In the following 24 Hours Vancouver news story, PavCo Minister Pat Bell’s disingenuous and misleading responses about the giant video screen at Terry Fox Plaza are further exposed.  When taking stock of opinions on the subject, at last count:  The Vancouver City Mayor has asked that the screen be removed, City Councillor Geoff Meggs has said that residents were “ambushed” with this giant screen in their living rooms, Vancouver City By-laws dictate that the screen must be dismantled, MLA Spencer Chandra Herbert has stated that the screen must be taken down, and the overwhelming local resident outcry has demanded that the giant screen be immediately removed. When will the BC Liberals stop this daily harassment into our homes? 
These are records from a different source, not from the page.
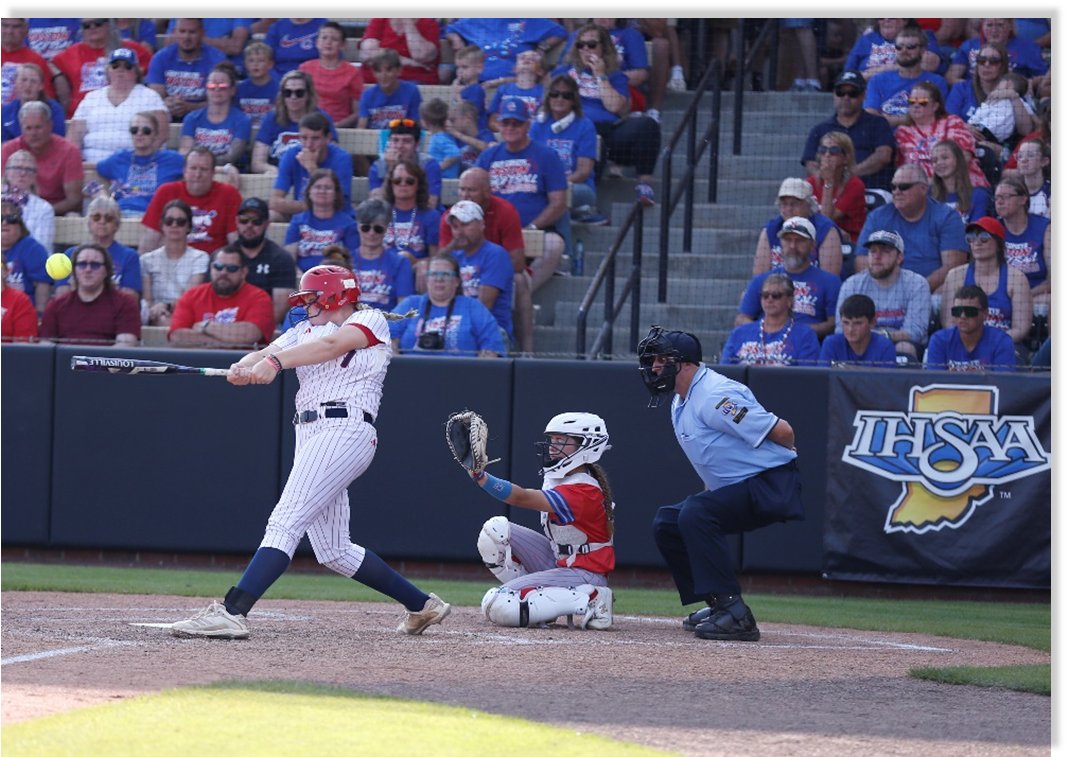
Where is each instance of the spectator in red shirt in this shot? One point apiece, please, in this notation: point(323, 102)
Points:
point(94, 312)
point(18, 319)
point(215, 205)
point(415, 40)
point(226, 312)
point(60, 172)
point(338, 81)
point(83, 64)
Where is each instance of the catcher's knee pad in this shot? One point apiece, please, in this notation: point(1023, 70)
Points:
point(531, 606)
point(495, 546)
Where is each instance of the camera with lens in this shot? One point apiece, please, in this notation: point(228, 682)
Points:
point(432, 340)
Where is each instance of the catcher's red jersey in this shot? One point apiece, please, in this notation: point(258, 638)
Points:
point(580, 505)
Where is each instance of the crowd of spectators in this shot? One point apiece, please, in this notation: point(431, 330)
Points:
point(933, 166)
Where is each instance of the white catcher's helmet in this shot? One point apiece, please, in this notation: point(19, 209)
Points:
point(587, 427)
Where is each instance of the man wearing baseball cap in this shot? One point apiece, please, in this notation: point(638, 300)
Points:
point(270, 267)
point(872, 135)
point(531, 176)
point(932, 232)
point(486, 271)
point(815, 290)
point(902, 301)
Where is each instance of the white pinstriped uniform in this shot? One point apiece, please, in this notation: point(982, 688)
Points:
point(332, 452)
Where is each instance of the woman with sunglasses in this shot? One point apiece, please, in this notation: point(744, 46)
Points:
point(84, 63)
point(383, 274)
point(837, 189)
point(449, 322)
point(325, 222)
point(171, 269)
point(20, 187)
point(414, 226)
point(927, 124)
point(594, 64)
point(1007, 290)
point(280, 128)
point(94, 312)
point(1027, 240)
point(29, 84)
point(221, 126)
point(104, 219)
point(96, 125)
point(952, 183)
point(561, 125)
point(775, 338)
point(136, 174)
point(26, 256)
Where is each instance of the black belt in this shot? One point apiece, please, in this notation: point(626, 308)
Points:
point(328, 411)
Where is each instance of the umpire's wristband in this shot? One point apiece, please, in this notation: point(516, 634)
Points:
point(496, 487)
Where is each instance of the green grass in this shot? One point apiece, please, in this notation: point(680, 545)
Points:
point(285, 718)
point(1019, 624)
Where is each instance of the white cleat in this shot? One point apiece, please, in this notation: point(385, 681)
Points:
point(598, 614)
point(434, 611)
point(214, 623)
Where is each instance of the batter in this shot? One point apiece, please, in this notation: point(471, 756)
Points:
point(565, 571)
point(341, 355)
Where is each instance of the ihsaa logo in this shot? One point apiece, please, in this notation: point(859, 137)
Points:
point(948, 450)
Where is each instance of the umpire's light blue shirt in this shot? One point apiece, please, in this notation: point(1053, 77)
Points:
point(723, 430)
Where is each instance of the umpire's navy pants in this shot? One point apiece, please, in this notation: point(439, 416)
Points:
point(691, 535)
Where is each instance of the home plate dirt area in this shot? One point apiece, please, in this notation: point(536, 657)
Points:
point(800, 690)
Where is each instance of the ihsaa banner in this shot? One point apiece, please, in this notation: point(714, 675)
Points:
point(939, 479)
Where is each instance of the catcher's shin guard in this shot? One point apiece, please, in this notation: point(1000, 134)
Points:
point(495, 546)
point(531, 606)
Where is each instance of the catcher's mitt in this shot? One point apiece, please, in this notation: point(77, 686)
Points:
point(467, 434)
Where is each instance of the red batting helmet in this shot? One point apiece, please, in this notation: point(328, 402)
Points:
point(327, 286)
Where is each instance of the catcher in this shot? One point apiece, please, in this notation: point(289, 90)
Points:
point(565, 571)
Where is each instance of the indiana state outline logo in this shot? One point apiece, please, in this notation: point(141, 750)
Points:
point(948, 450)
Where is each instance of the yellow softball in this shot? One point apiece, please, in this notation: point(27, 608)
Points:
point(58, 266)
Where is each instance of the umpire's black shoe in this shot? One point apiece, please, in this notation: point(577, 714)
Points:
point(690, 621)
point(724, 627)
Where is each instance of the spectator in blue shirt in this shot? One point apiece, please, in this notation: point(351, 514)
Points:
point(858, 344)
point(179, 72)
point(316, 152)
point(970, 345)
point(933, 234)
point(531, 176)
point(888, 93)
point(391, 98)
point(448, 322)
point(136, 174)
point(280, 128)
point(293, 41)
point(221, 126)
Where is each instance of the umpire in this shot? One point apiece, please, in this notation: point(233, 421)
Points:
point(747, 459)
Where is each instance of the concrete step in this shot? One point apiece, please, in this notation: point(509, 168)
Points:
point(705, 216)
point(688, 317)
point(560, 342)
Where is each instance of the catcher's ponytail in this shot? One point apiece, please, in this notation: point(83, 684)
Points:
point(597, 472)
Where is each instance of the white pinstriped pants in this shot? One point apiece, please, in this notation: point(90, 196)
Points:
point(534, 550)
point(330, 454)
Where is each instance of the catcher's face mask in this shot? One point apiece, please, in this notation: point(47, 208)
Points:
point(672, 348)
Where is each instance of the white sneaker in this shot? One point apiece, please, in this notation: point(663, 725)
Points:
point(434, 611)
point(214, 623)
point(598, 614)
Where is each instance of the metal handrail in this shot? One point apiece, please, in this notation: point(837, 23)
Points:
point(634, 221)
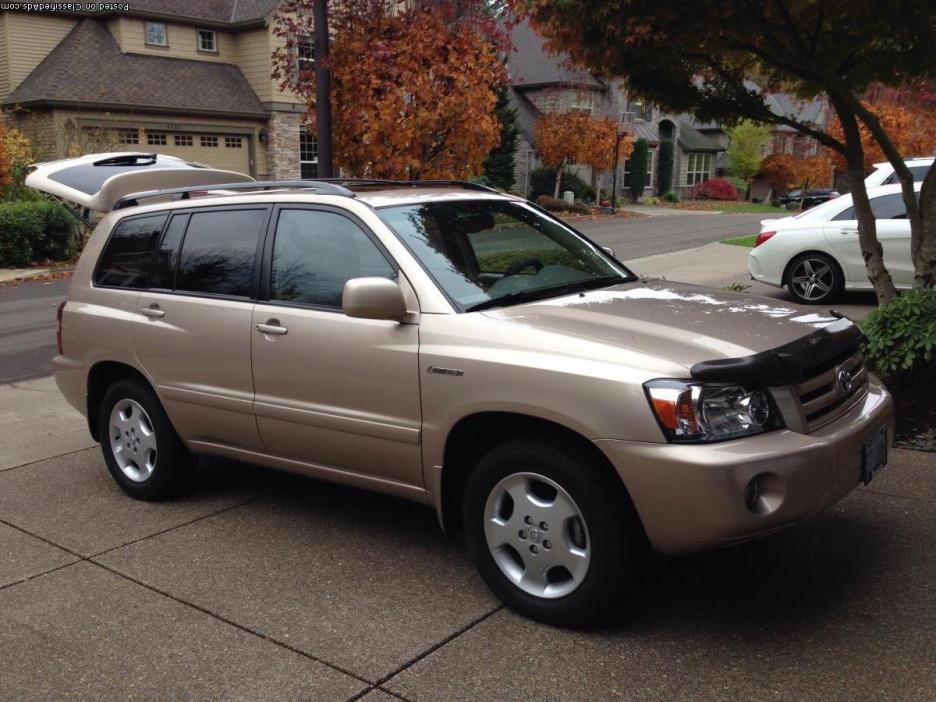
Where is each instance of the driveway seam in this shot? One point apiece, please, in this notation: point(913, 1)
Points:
point(435, 647)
Residents in nearby towers complain the glare from the oversized screen at BC Place is disrupting their home life. (PHOTO COURTESY OF STOPBILLBOARD)

By ERICA BULMAN, 24 HOURS

The province appears to be thumbing its nose at Vancouver residents, allowing a giant BC Place screen to beam ads into nearby glass condos because the provincial land it sits on is exempt from city bylaws.
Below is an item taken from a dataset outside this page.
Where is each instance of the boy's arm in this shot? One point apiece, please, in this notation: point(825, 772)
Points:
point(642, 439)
Residents around Terry Fox Plaza are up in arms, blinded by the flashing billboard, which is lit from 7 a.m. to 7 p.m. Many say the light wakes them, prevents children from sleeping, and floods living rooms in the early evenings.  The advertisement screen is nearly 2,000 sq. ft. although a city bylaw allows just 200 sq. ft.

“The land that PavCo operates on is provincial land … so they are exempted from it,” a Tourism, Jobs and Innovation Ministry official said Tuesday. 
Last month Minister of Tourism Pat Bell told the B.C. legislature PavCo is working with the city to fix the problem.  “Our senior staff say that’s not the case,” said Coun. Geoff Meggs, adding he can almost read the ads “with the naked eye” from his home in Fairview, nearly two kilometres away.
A ministry official told 24 hours Bell’s office sent a letter about the screen to Vancouver’s mayor Monday, but wouldn’t reveal its contents.
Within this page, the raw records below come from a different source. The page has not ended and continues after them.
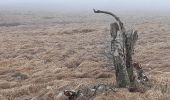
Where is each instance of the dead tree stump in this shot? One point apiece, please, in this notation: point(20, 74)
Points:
point(122, 48)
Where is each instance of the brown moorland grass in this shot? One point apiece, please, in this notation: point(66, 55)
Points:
point(52, 49)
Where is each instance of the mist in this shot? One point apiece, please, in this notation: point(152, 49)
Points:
point(79, 5)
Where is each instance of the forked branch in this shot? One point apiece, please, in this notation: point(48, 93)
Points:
point(120, 24)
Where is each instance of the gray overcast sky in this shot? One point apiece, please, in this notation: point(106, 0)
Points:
point(153, 5)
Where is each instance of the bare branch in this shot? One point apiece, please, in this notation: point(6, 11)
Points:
point(121, 27)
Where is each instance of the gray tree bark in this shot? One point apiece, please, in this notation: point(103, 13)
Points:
point(122, 48)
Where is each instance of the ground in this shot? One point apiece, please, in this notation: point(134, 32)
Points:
point(58, 50)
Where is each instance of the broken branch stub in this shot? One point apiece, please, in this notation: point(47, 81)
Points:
point(122, 48)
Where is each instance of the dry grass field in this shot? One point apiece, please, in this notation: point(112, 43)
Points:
point(44, 53)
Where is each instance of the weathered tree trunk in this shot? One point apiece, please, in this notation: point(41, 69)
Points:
point(130, 40)
point(122, 46)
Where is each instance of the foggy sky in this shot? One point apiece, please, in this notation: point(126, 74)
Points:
point(134, 5)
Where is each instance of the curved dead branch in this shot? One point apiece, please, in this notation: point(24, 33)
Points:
point(121, 27)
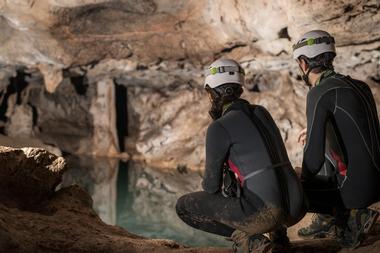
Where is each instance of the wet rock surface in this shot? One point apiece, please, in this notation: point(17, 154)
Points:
point(64, 220)
point(84, 51)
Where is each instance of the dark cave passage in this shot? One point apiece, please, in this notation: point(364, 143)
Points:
point(121, 99)
point(16, 85)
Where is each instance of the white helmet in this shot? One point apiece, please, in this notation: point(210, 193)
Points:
point(314, 43)
point(224, 71)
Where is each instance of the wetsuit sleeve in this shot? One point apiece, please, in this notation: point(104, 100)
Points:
point(318, 108)
point(217, 146)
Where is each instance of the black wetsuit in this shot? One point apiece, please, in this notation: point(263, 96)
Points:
point(342, 126)
point(247, 139)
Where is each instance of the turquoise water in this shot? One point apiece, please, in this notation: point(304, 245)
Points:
point(140, 199)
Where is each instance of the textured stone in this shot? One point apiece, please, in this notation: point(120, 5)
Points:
point(28, 176)
point(158, 50)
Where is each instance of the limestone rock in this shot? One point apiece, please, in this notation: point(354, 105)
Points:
point(61, 221)
point(28, 176)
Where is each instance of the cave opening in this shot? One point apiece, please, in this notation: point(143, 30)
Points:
point(16, 85)
point(121, 190)
point(121, 101)
point(80, 84)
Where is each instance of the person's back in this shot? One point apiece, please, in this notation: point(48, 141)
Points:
point(343, 135)
point(258, 157)
point(249, 185)
point(349, 105)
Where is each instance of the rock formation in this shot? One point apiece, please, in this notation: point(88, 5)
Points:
point(95, 56)
point(36, 218)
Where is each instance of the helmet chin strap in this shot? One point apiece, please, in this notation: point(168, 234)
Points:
point(305, 76)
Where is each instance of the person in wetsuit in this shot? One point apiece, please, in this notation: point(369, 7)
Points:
point(249, 185)
point(342, 133)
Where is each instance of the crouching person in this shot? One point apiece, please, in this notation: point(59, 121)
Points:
point(250, 187)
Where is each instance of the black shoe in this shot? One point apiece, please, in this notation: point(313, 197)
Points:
point(280, 240)
point(322, 226)
point(359, 223)
point(250, 244)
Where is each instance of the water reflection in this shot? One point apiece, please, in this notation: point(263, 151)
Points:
point(139, 198)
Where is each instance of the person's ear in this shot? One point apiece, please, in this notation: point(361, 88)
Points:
point(303, 65)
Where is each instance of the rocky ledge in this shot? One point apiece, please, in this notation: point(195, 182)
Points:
point(35, 217)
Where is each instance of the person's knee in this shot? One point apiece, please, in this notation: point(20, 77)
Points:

PavCo has reduced the screen’s operational time to 12 hours per day.  “They’ve changed the time and reduced the glare a little bit but I think they’re hoping just by ignoring it and saying it’s solved, the people who’ve had their homes in some ways wrecked, give up and move away,” said Vancouver West End MLA Spencer Chandra Herbert, who represented the area before riding boundaries changed.  He said residents are rightly concerned their home values have depreciated.  No one from PavCo was available to comment.

“You can’t be sitting anywhere within your glass home without this penetrating light flashing off all the surfaces within your home. We close our blinds but the light still comes through,” said David Cookson, who leads the group Take the Giant Screen Down Now. “We’re not talking about lights that serve the community; it’s something put up simply to blast advertising.  “I understand the stadium is a good thing for the city’s economy. We all think the Whitecaps and Lions are great, we like entertainment, we like living in a bustling city, but this is so far beyond what’s considered acceptable."